This International Day of Women and Girls in Science is an opportunity for all to take a stand for girls and women in science.
Girls continue to face stereotypes and social and cultural restrictions, limiting access to education and funding for research, preventing them from scientific careers and reaching their full potential. Women remain a minority in science research and decision-making. This throws a shadow over all efforts to reach the 2030 Agenda for Sustainable Development and the Paris Agreement on Climate Change – both of which highlight the key roles of gender equality and science.
At the same time, girls and women shoulder the heaviest burdens of poverty and inequality – they stand on the frontlines of climate change, including the disasters resulting from natural hazards. Girls and women in rural and disadvantaged areas are hit hardest.
Meaningful progress must start with the rights and dignity of women, by nurturing their ingenuity and innovation.

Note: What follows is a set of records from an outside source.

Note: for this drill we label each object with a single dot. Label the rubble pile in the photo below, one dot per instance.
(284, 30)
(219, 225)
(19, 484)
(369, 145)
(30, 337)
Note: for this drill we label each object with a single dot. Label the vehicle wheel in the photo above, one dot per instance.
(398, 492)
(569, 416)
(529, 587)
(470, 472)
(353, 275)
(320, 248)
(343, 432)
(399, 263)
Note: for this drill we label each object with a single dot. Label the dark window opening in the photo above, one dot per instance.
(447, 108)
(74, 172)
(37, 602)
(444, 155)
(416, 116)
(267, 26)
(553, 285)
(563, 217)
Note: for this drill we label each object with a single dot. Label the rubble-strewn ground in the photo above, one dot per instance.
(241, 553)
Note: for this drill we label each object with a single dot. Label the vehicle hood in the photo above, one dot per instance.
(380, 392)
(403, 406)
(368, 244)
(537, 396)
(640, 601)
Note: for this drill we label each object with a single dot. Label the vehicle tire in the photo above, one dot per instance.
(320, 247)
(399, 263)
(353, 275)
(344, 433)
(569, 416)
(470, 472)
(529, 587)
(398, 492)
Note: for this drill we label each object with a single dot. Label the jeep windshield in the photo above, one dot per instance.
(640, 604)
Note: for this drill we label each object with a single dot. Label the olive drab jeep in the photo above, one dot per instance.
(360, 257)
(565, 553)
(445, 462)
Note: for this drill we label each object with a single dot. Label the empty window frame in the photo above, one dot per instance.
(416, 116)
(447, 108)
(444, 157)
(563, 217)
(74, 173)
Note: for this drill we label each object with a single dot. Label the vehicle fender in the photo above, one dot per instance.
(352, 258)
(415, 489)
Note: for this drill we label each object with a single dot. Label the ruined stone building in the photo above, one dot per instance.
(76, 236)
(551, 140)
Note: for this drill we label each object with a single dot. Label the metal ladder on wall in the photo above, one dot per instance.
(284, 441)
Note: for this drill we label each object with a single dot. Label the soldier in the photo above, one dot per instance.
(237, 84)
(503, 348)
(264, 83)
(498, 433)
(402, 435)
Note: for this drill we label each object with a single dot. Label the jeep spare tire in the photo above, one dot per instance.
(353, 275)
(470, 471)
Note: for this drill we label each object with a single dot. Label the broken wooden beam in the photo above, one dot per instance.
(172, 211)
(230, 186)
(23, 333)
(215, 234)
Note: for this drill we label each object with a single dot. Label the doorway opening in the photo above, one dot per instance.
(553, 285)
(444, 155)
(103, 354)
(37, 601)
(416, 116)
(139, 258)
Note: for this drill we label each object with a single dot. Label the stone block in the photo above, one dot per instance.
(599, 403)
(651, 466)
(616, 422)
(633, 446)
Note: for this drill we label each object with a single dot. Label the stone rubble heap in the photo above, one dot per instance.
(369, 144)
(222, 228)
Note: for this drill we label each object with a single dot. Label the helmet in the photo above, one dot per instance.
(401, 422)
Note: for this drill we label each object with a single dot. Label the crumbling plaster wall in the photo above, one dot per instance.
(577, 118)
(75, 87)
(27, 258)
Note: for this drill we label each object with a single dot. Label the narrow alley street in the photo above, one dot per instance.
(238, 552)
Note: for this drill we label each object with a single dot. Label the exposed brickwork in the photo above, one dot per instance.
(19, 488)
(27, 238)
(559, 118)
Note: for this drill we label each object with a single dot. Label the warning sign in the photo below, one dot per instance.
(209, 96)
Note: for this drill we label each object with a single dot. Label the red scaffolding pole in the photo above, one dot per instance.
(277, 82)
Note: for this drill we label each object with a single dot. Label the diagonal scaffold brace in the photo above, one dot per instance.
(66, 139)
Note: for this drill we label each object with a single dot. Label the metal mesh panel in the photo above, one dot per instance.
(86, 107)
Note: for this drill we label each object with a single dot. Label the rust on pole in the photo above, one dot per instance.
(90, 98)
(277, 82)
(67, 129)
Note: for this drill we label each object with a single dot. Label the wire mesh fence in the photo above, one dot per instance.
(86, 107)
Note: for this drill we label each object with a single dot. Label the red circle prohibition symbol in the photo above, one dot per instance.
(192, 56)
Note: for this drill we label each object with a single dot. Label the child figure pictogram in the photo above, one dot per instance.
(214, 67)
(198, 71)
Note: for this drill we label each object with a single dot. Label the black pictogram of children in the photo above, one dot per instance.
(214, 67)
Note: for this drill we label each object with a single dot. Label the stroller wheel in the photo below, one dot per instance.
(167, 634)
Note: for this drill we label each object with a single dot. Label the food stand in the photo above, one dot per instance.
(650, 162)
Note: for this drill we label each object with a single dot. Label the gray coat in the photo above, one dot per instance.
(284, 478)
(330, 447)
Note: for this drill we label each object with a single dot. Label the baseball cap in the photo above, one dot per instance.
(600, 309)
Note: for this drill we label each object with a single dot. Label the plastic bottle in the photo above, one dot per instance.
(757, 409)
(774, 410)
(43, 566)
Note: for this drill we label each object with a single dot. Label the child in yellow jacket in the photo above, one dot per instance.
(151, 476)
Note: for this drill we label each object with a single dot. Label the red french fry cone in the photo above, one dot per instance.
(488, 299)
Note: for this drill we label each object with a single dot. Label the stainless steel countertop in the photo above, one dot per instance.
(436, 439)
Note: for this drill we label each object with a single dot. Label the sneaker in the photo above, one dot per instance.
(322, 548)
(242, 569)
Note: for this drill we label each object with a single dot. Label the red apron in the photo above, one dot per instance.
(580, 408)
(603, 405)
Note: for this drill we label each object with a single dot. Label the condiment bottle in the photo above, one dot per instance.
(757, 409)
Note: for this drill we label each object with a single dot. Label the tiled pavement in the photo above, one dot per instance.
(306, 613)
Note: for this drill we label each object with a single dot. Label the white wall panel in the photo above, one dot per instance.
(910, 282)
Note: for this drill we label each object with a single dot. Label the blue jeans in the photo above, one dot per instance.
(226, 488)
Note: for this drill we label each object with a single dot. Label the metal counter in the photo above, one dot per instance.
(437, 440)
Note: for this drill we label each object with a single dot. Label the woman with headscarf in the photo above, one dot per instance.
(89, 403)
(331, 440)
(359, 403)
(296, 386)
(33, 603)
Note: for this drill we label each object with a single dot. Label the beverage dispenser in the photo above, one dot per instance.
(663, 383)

his message was sent during the last two Conferences of the Parties of the United Nations Framework Convention on Climate Change (COP 21 and 22). Humanity cannot afford to ignore half of its creative genius.
Girls and women must be empowered at every level, in learning and research, from administration to teaching, across all scientific fields. This goal underpins the Manifesto ‘For Women in Science’ that UNESCO launched last year with the L’Oréal Foundation, to engage Governments and stakeholders in promoting the full participation of girls and women in science. We must inspire girls and young women by offering mentoring opportunities to young women scientists to assist in their career development. We must raise awareness about the work of women scientists by providing equal opportunities for their participation and leadership in a broad spectrum of high-level scientific bodies and events.
The world needs science and science needs women. We invite everyone to sign this Manifesto.Together, we can make a difference.